Я не помню, как потеряла сознание. Последнее, что всплывало в памяти, — синяя гладь воды и все пошло кругом. Дальше — провал.

Когда я впервые услышала пикающий звук, я подумала, что умерла. Почему-то именно эта мысль первой выстрелила в моем ожившем мозгу.

Попыталась открыть глаза. И не смогла.

Поднять руку. Тоже безрезультатно.

Но я дышала. Вернее, воздух как-то сам поступал через нос. Я ощущала в нем что-то.

Все это в первый раз длидось очень недолго. Как вспышка. И потом опять провал.

И в следующий раз я прихожу в себя от знакомого голоса. Очень тихого, едва различимого. Но я узнаю его.

Давид.

Где я?

И что он тут делает?

Значит я не умерла?

Я слышу голос, но разобрать слова не могу. Голова не соображает, потому что знакомый голос постоянно перебивает чужой.

Так продолжается несколько раз. Глаза все еще не открываются. И тело не слушается.

Потом эти вспышки сознания становятся все реже и реже и постепенно я уже не слышу голоса, лишь эхо. И я понимаю, что, наверное, это конец. Мне сложно даже вслушиваться. И какая-то усталость накрывает меня. Мне хочется отключиться, не напрягаться.

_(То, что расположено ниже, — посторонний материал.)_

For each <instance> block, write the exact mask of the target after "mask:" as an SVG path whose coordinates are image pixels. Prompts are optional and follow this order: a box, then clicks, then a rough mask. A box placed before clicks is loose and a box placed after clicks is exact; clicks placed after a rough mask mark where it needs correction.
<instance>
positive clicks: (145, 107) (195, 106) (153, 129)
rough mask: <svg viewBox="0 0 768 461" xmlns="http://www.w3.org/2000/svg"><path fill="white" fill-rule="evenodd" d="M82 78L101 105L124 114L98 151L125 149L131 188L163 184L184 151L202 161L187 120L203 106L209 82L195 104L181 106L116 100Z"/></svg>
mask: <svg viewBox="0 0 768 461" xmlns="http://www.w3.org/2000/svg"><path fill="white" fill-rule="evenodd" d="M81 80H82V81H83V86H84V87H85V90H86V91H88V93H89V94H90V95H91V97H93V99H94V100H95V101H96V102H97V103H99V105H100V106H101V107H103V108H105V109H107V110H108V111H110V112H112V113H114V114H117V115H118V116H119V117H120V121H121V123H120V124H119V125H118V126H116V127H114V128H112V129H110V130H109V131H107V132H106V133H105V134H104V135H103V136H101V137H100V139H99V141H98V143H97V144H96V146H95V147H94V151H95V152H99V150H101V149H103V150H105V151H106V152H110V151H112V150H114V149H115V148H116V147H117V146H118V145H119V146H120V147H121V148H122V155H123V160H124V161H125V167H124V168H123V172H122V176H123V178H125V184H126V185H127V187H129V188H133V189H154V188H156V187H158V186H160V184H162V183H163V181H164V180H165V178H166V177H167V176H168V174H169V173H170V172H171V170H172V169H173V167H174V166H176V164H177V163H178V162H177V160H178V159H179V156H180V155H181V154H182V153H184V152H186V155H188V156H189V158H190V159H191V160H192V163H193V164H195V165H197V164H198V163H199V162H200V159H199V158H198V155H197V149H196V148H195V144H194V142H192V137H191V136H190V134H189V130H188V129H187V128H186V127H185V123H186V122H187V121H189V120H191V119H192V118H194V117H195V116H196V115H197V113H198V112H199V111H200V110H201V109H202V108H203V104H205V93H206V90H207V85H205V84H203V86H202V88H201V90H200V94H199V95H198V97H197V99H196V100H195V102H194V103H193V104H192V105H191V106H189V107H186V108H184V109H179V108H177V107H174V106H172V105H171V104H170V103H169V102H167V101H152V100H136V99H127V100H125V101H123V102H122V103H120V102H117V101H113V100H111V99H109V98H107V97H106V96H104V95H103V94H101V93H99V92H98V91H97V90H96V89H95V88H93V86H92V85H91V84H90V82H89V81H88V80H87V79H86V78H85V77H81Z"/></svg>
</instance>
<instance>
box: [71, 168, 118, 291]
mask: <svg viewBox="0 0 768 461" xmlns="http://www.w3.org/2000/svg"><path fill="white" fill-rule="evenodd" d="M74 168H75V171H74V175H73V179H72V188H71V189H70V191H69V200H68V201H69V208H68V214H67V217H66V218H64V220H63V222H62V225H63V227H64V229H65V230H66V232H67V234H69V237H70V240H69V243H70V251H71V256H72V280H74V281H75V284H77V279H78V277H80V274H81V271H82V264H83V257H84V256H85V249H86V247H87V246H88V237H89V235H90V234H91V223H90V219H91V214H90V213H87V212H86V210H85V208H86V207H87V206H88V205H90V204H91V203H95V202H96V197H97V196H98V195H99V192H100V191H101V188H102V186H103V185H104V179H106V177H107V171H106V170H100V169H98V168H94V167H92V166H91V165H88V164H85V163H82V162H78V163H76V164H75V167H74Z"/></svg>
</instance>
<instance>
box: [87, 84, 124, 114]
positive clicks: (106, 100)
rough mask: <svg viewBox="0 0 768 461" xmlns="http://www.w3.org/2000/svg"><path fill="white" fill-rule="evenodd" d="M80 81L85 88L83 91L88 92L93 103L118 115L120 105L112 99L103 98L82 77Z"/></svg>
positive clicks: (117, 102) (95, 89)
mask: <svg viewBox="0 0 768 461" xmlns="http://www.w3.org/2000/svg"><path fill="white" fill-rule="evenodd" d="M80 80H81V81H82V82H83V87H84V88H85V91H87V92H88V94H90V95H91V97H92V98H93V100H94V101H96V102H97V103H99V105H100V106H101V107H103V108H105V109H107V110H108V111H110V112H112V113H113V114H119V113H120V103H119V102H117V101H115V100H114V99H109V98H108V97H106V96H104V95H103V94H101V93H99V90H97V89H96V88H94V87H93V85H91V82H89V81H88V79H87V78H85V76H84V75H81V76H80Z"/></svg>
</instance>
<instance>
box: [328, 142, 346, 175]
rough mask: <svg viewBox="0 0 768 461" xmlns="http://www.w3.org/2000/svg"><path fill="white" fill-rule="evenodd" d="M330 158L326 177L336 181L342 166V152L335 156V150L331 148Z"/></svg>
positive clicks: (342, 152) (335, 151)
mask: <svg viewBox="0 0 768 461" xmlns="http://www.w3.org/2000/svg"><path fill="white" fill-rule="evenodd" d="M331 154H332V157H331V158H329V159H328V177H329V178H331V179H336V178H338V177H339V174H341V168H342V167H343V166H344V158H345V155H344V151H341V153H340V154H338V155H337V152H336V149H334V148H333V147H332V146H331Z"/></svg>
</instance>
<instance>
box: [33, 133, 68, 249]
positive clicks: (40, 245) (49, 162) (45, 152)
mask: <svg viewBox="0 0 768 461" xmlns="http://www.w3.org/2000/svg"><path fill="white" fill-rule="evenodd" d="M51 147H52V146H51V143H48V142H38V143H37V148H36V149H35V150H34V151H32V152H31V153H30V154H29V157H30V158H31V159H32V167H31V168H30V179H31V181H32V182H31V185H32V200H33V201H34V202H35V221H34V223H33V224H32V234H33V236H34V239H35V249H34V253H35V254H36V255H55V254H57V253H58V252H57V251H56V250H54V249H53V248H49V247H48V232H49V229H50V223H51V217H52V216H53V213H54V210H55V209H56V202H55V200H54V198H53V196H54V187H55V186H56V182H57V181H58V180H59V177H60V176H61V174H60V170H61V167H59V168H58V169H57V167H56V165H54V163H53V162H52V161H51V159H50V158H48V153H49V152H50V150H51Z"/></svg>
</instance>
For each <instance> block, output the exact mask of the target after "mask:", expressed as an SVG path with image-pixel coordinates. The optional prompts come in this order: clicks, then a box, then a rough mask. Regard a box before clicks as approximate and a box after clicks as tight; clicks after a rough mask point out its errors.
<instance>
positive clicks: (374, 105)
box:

Я не чувствую свое тело. Расслабляюсь. Уже даже не предпринимаю попытки что-то изменить.

Скоро все кончится.

Но тут резкий толчок. И еще. Меня как будто подкидывает, но я снова падаю. И опять.

Я сопротивляюсь. Не хочу. Мне хорошо тут. Где тихо и спокойно. Но меня не оставляют в покое. Трясут. А потом больно сжимают.

Я впервые за долгое время чувствую боль. Пытаюсь стонать, но получается лишь глубокий выдох.

А потом я чувствую тепло. Нет, даже не тепло, ожоги идут по лицу.

Что это?

Я горю?

И, наконец, я слышу. Слышу опять этот знакомый голос. В самое ухо. Едва различимо.

Мое имя. И слова. Слова, которые возвращают меня к жизни. Заставляют сердце биться чаще. И дышать. Самой дышать. Из носа что-то вылетает и я впервые за все это время делаю вдох сама.

Это настолько потрясает, что я открываю глаза.

И сразу передо мной лицо Давида.

Он внимательно смотрит на меня и целует. Вот откуда эти ожоги.

И мне хочется ответить ему. А еще плакать. Потому что я больше не хочу возвращаться в ту темноту.

Пробую приподнять руки, но вдруг возле нас оказывается сразу несколько человек и они отталкивают Давида от меня.

Я ничего не могу поделать. Просто смотрю, пока его фигура не исчезает за дверью.

Каждую минуту новой жизни я боялась, что все, я опять упаду в пустоту, но мне дарили надежду. Врачи. Но, прежде всего, Давид.